Trial Search Results

A Study of Autogene Cevumeran (RO7198457) as a Single Agent and in Combination With Atezolizumab in Participants With Locally Advanced or Metastatic Tumors

This is a Phase 1a/1b, open-label, multicenter, global, dose-escalation study designed to evaluate the safety, tolerability, immune response, and pharmacokinetics of RO7198457 as a single agent and in combination with atezolizumab (MPDL3280A, an engineered anti-programmed death-ligand 1 [anti-PD-L1] antibody).

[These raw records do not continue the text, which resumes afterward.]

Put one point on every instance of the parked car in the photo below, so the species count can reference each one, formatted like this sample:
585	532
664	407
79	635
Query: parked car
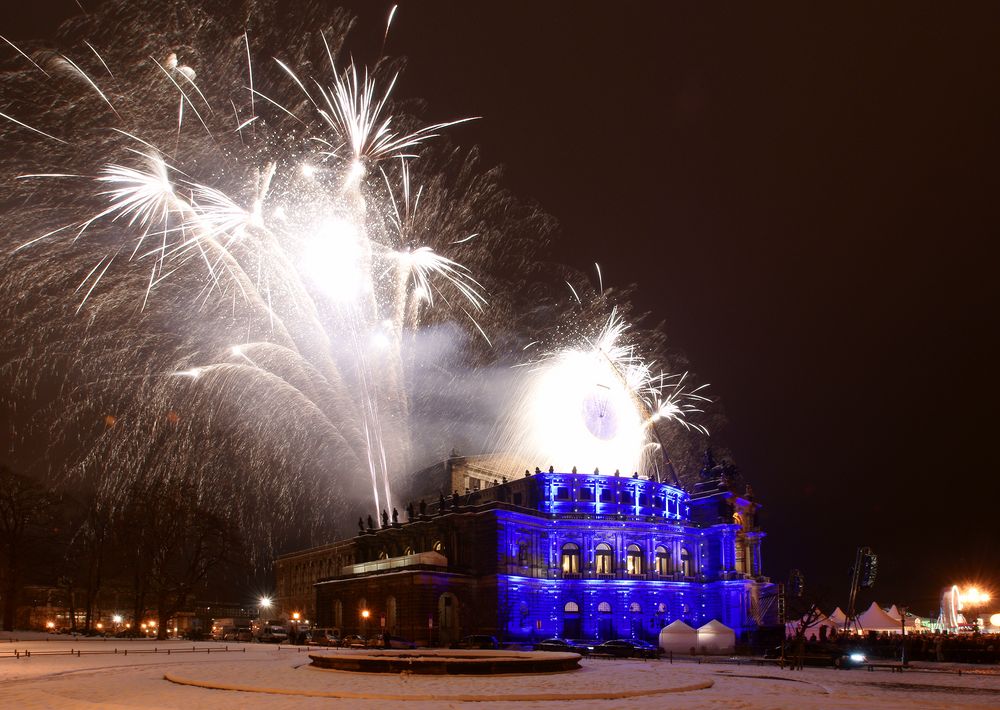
271	632
324	637
478	641
828	655
627	648
561	645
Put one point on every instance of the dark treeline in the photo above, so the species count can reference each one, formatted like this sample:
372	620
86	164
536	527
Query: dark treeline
163	545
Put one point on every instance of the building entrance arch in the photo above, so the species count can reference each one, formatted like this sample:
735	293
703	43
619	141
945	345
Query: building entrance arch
605	622
448	624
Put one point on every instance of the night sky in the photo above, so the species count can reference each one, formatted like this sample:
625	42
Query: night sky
806	197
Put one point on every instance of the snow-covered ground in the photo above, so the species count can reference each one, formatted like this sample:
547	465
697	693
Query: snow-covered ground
283	678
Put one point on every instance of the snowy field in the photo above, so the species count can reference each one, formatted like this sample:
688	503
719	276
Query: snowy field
281	677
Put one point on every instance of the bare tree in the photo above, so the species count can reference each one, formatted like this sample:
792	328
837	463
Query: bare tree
26	513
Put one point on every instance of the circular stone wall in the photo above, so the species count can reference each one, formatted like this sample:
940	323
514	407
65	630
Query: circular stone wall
447	662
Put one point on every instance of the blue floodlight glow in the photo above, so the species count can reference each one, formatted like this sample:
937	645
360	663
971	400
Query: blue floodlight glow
611	513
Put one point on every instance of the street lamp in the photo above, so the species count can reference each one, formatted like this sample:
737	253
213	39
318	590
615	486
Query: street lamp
264	603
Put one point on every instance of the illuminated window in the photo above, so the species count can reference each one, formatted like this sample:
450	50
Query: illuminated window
391	613
633	559
570	560
604	559
687	565
662	560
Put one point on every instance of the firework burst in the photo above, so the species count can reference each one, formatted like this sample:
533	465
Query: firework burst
261	248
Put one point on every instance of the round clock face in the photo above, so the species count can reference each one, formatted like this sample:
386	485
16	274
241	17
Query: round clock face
599	413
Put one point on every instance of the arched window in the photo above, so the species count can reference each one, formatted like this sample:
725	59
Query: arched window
570	559
662	560
390	614
604	559
687	562
522	553
572	621
633	559
448	624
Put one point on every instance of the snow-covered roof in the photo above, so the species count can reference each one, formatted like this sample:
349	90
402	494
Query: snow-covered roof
875	619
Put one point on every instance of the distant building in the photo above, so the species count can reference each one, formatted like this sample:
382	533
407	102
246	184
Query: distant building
569	554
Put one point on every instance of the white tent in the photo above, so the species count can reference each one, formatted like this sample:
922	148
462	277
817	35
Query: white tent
792	627
874	619
678	636
716	637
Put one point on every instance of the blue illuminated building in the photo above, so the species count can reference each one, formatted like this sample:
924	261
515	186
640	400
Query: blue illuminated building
586	556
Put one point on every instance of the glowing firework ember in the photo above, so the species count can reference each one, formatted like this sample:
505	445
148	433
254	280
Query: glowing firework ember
276	275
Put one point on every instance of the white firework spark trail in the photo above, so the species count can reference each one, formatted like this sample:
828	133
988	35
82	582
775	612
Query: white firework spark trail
261	248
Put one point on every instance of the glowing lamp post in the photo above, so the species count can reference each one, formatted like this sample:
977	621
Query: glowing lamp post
264	603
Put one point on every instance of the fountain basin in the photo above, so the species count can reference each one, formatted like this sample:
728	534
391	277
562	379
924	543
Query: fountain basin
447	662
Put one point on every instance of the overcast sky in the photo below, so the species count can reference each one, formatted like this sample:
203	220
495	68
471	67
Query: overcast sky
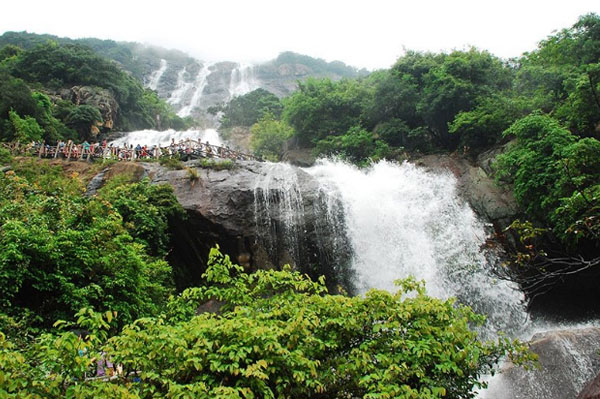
365	33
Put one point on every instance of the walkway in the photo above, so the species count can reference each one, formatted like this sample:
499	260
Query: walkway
185	150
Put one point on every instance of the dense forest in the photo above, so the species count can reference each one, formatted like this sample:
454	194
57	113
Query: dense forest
84	279
542	111
52	92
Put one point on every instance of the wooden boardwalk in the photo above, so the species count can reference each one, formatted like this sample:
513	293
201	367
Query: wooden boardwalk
184	150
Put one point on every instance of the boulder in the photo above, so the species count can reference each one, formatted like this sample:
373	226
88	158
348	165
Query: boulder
567	358
489	200
100	98
263	215
591	390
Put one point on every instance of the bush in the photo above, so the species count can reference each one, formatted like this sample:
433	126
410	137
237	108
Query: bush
276	334
5	156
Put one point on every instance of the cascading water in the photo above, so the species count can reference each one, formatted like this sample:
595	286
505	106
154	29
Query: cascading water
163	138
242	81
198	89
156	75
181	92
401	220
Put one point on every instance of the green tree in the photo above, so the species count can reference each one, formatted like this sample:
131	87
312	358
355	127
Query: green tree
82	118
321	108
26	129
269	136
61	251
532	164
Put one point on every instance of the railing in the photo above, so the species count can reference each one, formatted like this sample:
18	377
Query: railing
185	150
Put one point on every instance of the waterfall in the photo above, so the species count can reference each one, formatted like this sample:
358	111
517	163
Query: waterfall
198	89
279	211
163	138
401	220
182	89
156	75
242	81
299	223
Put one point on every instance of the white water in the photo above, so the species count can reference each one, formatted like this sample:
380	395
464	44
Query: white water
156	75
198	89
402	221
242	81
163	138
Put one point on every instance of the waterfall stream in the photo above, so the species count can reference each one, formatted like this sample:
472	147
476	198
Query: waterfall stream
402	220
378	224
163	138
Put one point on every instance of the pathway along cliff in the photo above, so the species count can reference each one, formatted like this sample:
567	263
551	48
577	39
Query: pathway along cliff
361	228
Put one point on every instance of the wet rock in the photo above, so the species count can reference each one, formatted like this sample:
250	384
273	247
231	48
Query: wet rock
494	203
591	390
568	359
267	214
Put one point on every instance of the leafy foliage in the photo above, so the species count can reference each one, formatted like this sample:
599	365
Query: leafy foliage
61	251
269	136
277	334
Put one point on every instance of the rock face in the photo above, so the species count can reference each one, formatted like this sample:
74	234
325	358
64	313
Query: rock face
261	214
568	359
591	390
490	201
97	97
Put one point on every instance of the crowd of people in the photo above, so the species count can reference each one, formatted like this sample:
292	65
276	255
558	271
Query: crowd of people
184	149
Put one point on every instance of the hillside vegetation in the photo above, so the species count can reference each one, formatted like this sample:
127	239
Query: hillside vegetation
51	91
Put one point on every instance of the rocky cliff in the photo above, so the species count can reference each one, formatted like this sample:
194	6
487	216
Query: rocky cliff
264	215
567	360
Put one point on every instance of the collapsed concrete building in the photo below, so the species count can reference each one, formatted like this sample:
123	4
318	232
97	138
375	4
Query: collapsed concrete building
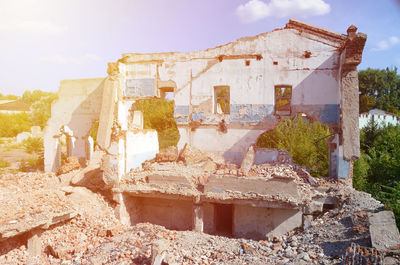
225	98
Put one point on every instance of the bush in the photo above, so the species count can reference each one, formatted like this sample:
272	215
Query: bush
33	145
304	140
158	114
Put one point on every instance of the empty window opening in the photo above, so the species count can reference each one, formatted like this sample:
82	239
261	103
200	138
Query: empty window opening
222	100
224	219
167	93
283	100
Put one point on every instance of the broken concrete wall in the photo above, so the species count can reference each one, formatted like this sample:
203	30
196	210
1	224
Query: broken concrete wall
172	214
208	218
251	68
107	112
77	107
259	223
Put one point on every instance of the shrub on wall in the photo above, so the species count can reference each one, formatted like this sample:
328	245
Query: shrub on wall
158	114
304	140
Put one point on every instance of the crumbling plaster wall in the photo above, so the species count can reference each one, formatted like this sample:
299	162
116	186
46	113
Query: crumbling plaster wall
314	81
77	107
172	214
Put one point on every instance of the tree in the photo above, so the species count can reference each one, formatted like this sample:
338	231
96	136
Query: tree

Stanford is currently accepting patients for this trial.

Lead Sponsor:

Genentech, Inc.

Collaborator: BioNTech SE

Stanford Investigator(s):

Intervention(s):

  • Drug: Autogene cevumeran
  • Drug: Atezolizumab

Phase:

Phase 1

Eligibility


Inclusion Criteria:

   - Eastern Cooperative Oncology Group (ECOG) performance status of 0 or 1

   - Life expectancy greater than or equal to (>=12 weeks)

   - Adequate hematologic and end-organ function

   - Measured or calculated creatinine clearance >=50 milliliters per minute (mL/min) on
   the basis of the Cockcroft-Gault glomerular filtration rate estimation

Cancer-Specific Inclusion Criteria:

   - Participants with histologic documentation of locally advanced, recurrent, or
   metastatic incurable malignancy that has progressed after at least one available
   standard therapy; or for whom standard therapy has proven to be ineffective or
   intolerable, or is considered inappropriate; or for whom a clinical trial of an
   investigational agent is a recognized standard of care

   - Participants with confirmed availability of representative tumor specimens in
   formalin-fixed, paraffin-embedded (FFPE) blocks (preferred), or sectioned tissue

   - Participants with measurable disease per RECIST v1.1

Additional Inclusion Criteria for Participants in Each Indication-Specific
Exploration/Expansion Cohort of Phase 1b:

   - NSCLC Cohorts (CIT-Naive): Participants with histologically confirmed incurable,
   advanced NSCLC not previously treated with anti-PD-L1/PD-1 and/or with anti-CTLA-4
   (investigational or approved), for whom a clinical trial of an investigational agent
   in combination with an anti-PD-L1/PD-1 antibody is considered an acceptable treatment
   option (if CIT [including anti-PD-L1/PD-1 agents] is approved as treatment for NSCLC
   by local regulatory authorities).

   - NSCLC Cohort (CIT-Treated): Participants with histologically confirmed incurable,
   advanced NSCLC previously treated with anti-PD-L1/PD-1 with or without anti-CTLA-4
   (investigational or approved)

   - Triple negative breast cancer (TNBC) Cohort (CIT-Naive): Participants with
   histologically confirmed incurable, advanced estrogen receptor (ER)-negative,
   progesterone receptor-negative, and human epidermal growth factor receptor 2
   (HER2)-negative adenocarcinoma of the breast (triple-negative) not previously treated
   with anti-PD-L1/PD-1 and/or anti-CTLA-4 (investigational or approved)

   - Colorectal cancer (CRC) Cohort (CIT-Naive): Participants with histologically confirmed
   incurable, advanced adenocarcinoma of the colon or rectum not previously treated with
   anti-PD-L1/PD-1 and/or anti-CTLA-4 (investigational or approved)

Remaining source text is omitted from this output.